ON 2 AUGUST 1984, the High Court of Australia delivered Lowe v R [1984] HCA 46; (1984) 154 CLR 606 (2 August 1984).

http://www.austlii.edu.au/au/cases/cth/HCA/1984/46.html

The case sets out the principle of due proportionality to be imposed by Australian courts when sentencing criminal offenders.

Whilst co-offenders do not have to receive the same sentence for the same offence, any discrepancy must not give the sense or appearance of their being an injustice done to the offender with the heavier sentence.

At 623, Dawson J (with whom WIlson J agreed) said:

“There is no rule of law which requires co-offenders to be given the same sentence for the same offence even if no distinction can be drawn between them. Obviously where the circumstances of each offender or his involvement in the offence are different then different sentences may be called for but justice should be even-handed and it has come to be recognised both here and in England that any difference between the sentences imposed upon co-offenders for the same offence ought not to be such as to give rise to a justifiable sense of a grievance on the part of the offender with the heavier sentence or to give the appearance that justice has not been done.”

The principle is an application of the fundamental principle of equality of justice.
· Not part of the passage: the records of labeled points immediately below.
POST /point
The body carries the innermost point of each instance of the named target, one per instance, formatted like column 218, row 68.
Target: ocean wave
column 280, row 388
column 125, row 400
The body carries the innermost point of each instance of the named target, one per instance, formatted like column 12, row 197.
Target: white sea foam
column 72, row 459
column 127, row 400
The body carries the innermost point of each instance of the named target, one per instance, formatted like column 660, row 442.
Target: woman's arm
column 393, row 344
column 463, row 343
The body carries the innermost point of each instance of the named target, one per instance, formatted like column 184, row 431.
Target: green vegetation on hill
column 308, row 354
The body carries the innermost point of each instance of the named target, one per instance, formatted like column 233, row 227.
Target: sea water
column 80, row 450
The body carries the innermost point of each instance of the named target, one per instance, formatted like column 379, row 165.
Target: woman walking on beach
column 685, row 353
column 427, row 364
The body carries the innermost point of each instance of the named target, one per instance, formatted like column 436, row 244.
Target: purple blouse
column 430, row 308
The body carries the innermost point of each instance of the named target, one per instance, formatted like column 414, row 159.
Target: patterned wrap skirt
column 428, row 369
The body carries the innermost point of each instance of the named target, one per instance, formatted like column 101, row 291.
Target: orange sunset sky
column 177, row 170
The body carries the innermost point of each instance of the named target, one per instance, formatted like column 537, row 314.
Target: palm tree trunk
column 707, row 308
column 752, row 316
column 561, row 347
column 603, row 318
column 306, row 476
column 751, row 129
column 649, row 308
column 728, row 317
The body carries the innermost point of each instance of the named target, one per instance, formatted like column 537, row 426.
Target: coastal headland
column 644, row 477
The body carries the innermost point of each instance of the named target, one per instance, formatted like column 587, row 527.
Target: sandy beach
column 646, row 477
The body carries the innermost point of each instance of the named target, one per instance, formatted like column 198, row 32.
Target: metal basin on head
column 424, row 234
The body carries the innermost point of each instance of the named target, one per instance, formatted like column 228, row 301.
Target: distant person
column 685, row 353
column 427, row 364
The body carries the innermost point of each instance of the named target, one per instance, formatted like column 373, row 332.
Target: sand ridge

At 610, Mason J observed:

“Just as consistency in punishment — a reflection of the notion of equal justice — is a fundamental element in any rational and fair system of criminal justice, so inconsistency in punishment, because it is regarded as a badge of unfairness and unequal treatment under the law, is calculated to lead to an erosion of public confidence in the integrity of the administration of justice. It is for this reason that the avoidance and elimination of unjustifiable discrepancy in sentencing is a matter of abiding importance to the administration of justice and to the community.”

The parity principle only applies to co-offenders: per Gibbs CJ at 609, Mason J at 611 and Brennan J at 617-618.

Disparity may be an indicator of appelable error: per Brennan J at 617-618.